You are viewing a plain text version of this content. The canonical link for it is here.
Posted to commits@mesos.apache.org by vi...@apache.org on 2014/10/17 19:43:40 UTC
git commit: Fixed MESOS-947: Slave should properly handle a
killTask() that arrives between runTask() and _runTask().
Repository: mesos
Updated Branches:
refs/heads/master 30d12fa1e -> 4356e4f73
Fixed MESOS-947: Slave should properly handle a killTask() that arrives
between runTask() and _runTask().
Project: http://git-wip-us.apache.org/repos/asf/mesos/repo
Commit: http://git-wip-us.apache.org/repos/asf/mesos/commit/4356e4f7
Tree: http://git-wip-us.apache.org/repos/asf/mesos/tree/4356e4f7
Diff: http://git-wip-us.apache.org/repos/asf/mesos/diff/4356e4f7
Branch: refs/heads/master
Commit: 4356e4f73c9c683561240e13217c2e7b19ccb036
Parents: 30d12fa
Author: Bernd Mathiske <be...@mesosphere.io>
Authored: Fri Oct 17 10:41:47 2014 -0700
Committer: Vinod Kone <vi...@gmail.com>
Committed: Fri Oct 17 10:43:00 2014 -0700
----------------------------------------------------------------------
src/slave/slave.cpp | 57 +++++++++++++++-----
src/slave/slave.hpp | 12 +++--
src/tests/mesos.cpp | 62 ++++++++++++++++++++++
src/tests/mesos.hpp | 63 ++++++++++++++++++++++
src/tests/slave_tests.cpp | 116 +++++++++++++++++++++++++++++++++++++++++
5 files changed, 294 insertions(+), 16 deletions(-)

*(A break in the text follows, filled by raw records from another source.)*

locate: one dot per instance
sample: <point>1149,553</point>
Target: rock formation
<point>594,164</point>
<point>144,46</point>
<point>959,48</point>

----------------------------------------------------------------------
http://git-wip-us.apache.org/repos/asf/mesos/blob/4356e4f7/src/slave/slave.cpp
----------------------------------------------------------------------
diff --git a/src/slave/slave.cpp b/src/slave/slave.cpp
index 0e342ed..7b5474a 100644
--- a/src/slave/slave.cpp
+++ b/src/slave/slave.cpp
@@ -1095,7 +1095,7 @@ void Slave::runTask(
LOG(WARNING) << "Ignoring task " << task.task_id()
<< " because the slave is " << state;
// TODO(vinod): Consider sending a TASK_LOST here.
- // Currently it is tricky because 'statsuUpdate()'
+ // Currently it is tricky because 'statusUpdate()'
// ignores updates for unknown frameworks.
return;
}
@@ -1189,16 +1189,28 @@ void Slave::_runTask(
LOG(INFO) << "Launching task " << task.task_id()
<< " for framework " << frameworkId;
+ Framework* framework = getFramework(frameworkId);
+ if (framework == NULL) {
+ LOG(WARNING) << "Ignoring run task " << task.task_id()
+ << " because the framework " << frameworkId
+ << " does not exist";
+ return;
+ }
+
const ExecutorInfo& executorInfo = getExecutorInfo(frameworkId, task);
const ExecutorID& executorId = executorInfo.executor_id();
- // Remove the pending task from framework.
- Framework* framework = getFramework(frameworkId);
- CHECK_NOTNULL(framework);
-
- framework->pending[executorId].erase(task.task_id());
- if (framework->pending[executorId].empty()) {
- framework->pending.erase(executorId);
+ if (framework->pending.contains(executorId) &&
+ framework->pending[executorId].contains(task.task_id())) {
+ framework->pending[executorId].erase(task.task_id());
+ if (framework->pending[executorId].empty()) {
+ framework->pending.erase(executorId);
+ }
+ } else {
+ LOG(WARNING) << "Ignoring run task " << task.task_id()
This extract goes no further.